Com um olhar sereno, Eunice respondeu com um leve sorriso.

Avril franziu as sobrancelhas, incapaz de esconder a incredulidade.

— Ele está trabalhando no dia seguinte ao próprio casamento?

Não estava previsto um descanso de três dias?

Lembrando-se do que Glenton lhe dissera, Eunice fez o possível para manter a compostura.

— Sim.

Ela engoliu as palavras que insistiam em surgir — a ideia de que ele preferia voltar ao trabalho porque a esposa fora incapaz de satisfazê-lo na noite de núpcias. Era um pensamento vergonhoso demais para ser dito em voz alta.

Decidida a afastar aquele assunto da mente, Eunice mudou de tema.

— Quanto tempo pretende ficar em Berzan?

— Não sei. Estou esperando meu pai. Ele disse que só partirá depois da reunião da Távola Redonda.

— Ah, entendo.

A reunião da Távola Redonda.

Era nessa reunião que o rei, o chanceler e os doze chefes das Grandes Casas se reuniam para discutir os assuntos mais importantes do reino. Em pouco mais de dez dias vivendo em Berzan, Eunice já havia aprendido bastante sobre o funcionamento daquele lugar.

Será que um dia ela também teria o direito de ocupar um assento na Távola Redonda? Conseguiria se tornar alguém verdadeiramente indispensável para aquele reino?

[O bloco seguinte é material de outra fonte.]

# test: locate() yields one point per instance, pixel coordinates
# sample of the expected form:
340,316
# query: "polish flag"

Ao perceber que já estava preocupada com um futuro tão distante, quando sequer havia dado o primeiro passo em seu dever de gerar o herdeiro do rei, Eunice soltou uma silenciosa risada de autodepreciação.

— Ahem.

Foi então que Avril pigarreou. O gesto parecia deliberado, como se estivesse reunindo coragem para dizer algo.

Pensando que ela tinha alguma coisa em mente, Eunice voltou o olhar para ela. Avril, porém, desviou os olhos de maneira um tanto constrangida e, logo em seguida, pronunciou palavras que Eunice jamais esperava ouvir.

— Vejo que aquele homem trata até mesmo Vossa Majestade da mesma forma. Confesso que não imaginei que ele deixaria até a própria esposa de lado para trabalhar… Bem, era de se esperar.

— …

Não ficou claro se Avril dizia aquilo com resignação ou apenas confirmava uma expectativa que já tinha.

Depois desse comentário ambíguo, ela ergueu levemente o queixo e fez uma proposta completamente inesperada.

— Gostaria de tomar chá comigo?

Assim, nasceu um compromisso que nenhuma das duas havia planejado.